Google Answers… The Best of Both Worlds – Yahoo triumphed in the war of user driven Web 2.0 question and answer sites.  Google took a shot at it with Google Answers, but it never caught on with the masses.  Yahoo Answers, on the other hand, is still thriving.  Yahoo won the battle because its service was free.  It also didn’t hurt that Yahoo already commanded a massive user base from its Yahoo Mail and Messenger services.  Yahoo users didn’t have to sign up for anything new.  They could instantly start asking and answering questions with their current Yahoo accounts. 

Google was actually trying to attract a totally different crowd.  They were matching up qualified subject matter experts with people who had questions.  The people asking questions would pay a small fee for receiving the guidance of an expert.  Although this model had slight flaws, it created a searchable online database of questions and related expert advice.  This searchable pool of advice is far more refined than most of the juvenile question and answer sessions cataloged on Yahoo Answers.

Imagine if they combined the two ideas, added Yahoo’s massive user base, and mix it up with some of Google’s creativity.  The outcome would be enlightening!

Yahoo Finance Content with a Google Finance TouchYahoo Finance is based on the philosophy that “content is king”.  It provides a great wealth of original content that easily rivals some of the biggest financial sites in the game (CNN Money, TheStreet.com, etc.). Google Finance attracts users with a set of refined Web 2.0 market analysis graphs/tools and associated relevant third-party content.  These two worlds combined would be ideal for the thousands of investors that constantly jump back and forth.  Think about it, expert financial advice combined with cutting edge Web 2.0 analysis tools.  Toss in Google’s imaginative edge and you have a winner.  We could all be making money more efficiently together!
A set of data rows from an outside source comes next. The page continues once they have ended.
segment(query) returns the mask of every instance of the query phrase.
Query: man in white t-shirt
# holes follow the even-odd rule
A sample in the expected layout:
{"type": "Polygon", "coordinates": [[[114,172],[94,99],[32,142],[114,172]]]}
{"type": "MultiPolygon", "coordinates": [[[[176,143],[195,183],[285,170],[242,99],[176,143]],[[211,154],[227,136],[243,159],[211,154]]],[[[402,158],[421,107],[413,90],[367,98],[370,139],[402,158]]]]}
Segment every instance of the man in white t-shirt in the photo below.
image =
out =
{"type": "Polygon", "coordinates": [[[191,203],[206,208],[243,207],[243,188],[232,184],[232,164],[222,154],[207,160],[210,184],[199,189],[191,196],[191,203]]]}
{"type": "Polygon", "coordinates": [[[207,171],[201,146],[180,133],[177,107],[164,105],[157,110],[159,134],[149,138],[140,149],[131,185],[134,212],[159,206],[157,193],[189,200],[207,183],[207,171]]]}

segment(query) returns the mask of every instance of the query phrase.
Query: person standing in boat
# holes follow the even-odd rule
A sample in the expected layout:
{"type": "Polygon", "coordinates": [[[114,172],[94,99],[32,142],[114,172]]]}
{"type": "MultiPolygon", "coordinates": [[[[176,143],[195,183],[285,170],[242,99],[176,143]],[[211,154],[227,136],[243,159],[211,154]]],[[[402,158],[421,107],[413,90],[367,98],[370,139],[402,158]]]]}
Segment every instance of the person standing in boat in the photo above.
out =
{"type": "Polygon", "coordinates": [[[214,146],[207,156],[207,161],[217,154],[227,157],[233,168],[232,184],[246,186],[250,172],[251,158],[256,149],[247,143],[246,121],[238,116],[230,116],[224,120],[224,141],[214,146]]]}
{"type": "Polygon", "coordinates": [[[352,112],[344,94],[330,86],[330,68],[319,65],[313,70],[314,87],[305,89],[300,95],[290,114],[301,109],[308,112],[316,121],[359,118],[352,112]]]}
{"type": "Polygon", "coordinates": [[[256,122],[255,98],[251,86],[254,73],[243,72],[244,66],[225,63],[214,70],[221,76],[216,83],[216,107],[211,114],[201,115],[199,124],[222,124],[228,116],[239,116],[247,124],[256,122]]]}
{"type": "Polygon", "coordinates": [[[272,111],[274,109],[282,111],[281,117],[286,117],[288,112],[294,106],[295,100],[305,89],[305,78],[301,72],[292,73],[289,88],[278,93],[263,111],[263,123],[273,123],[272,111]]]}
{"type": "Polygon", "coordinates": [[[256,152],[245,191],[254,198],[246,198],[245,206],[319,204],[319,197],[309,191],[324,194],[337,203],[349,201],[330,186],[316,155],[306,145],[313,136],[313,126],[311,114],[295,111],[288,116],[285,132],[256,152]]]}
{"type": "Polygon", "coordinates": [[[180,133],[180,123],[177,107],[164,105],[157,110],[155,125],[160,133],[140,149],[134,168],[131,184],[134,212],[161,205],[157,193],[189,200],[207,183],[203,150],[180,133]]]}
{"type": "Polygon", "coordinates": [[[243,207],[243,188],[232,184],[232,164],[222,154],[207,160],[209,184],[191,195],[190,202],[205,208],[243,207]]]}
Creative Minds UniteFlickr and YouTube are two of the most prominent Web 2.0 communities in existence.  Although they attract slightly different user demographics, they both rely heavily on the creativity and expression of their users.  One deals with photos, the other deals with video.  One is owned by Yahoo, the other by Google.  If Google acquired Yahoo, Flickr and YouTube would become brothers.  Would they play well together?  If done right, I think they would.  Combine Google’s inventive influence with the creative minds inhabiting two of the most popular Web 2.0 communities and I believe something remarkable could transpire.

Conclusion – Uniting elite technological genius (Google) with the kings of content (Yahoo) really would be an amazing merger from a technical, industry, and cultural standpoint.  Call me crazy, but I’m a believer.  Functionally, I think it would work pretty well.